Marte’s defense has improved, as well, which must continue if he’s to get everyday at-bats for Arizona this year. Nick Ahmed doesn’t provide anything offensively, but if the D’Backs see a massive gain to be had defensively and Marte is cold at the dish, I don’t know that they’d hesitate to make that swap, at least part-time.
Unfortunately for Marte, the Diamondbacks organization has decided to officially install a humidor for the 2018 season at Chase Field. The projections with the change are extreme, calling for anything from a 25-50% reduction in home runs, and a significant decrease in exit velocity as well. With that in mind, it’s hard to project Marte to hit for more than 12-15 home runs. That keeps his overall sleeper appeal a bit capped. Also working against him is a pretty stout top of the order. Pollock, Peralta, and Goldschmidt should be the 1-2-3 for the majority of the season. Marte will likely be stuck at the bottom of the order to begin the season, but if he hits like I think he will, he could force his way upwards as the season rolls along. We have also seen how brittle Pollock can be, so if he ends up missing time, it could be Marte that takes his lineup slot.

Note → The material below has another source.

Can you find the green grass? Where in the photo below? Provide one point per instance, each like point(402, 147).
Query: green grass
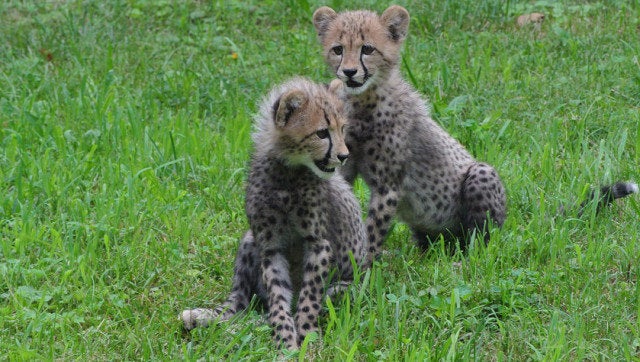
point(124, 140)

Marte is currently the 24th shortstop off the board in Fantrax leagues, with an ADP of 319 overall. With the potential to go 15/15/.290, he makes for a great dart throw in deep leagues. You’re hoping for similar numbers from the likes of Andrelton Simmons and Gleyber Torres, but Marte is going 80-100 picks after them. Particularly in deep OBP leagues, keep Ketel “One” Marte in mind at the end of your draft.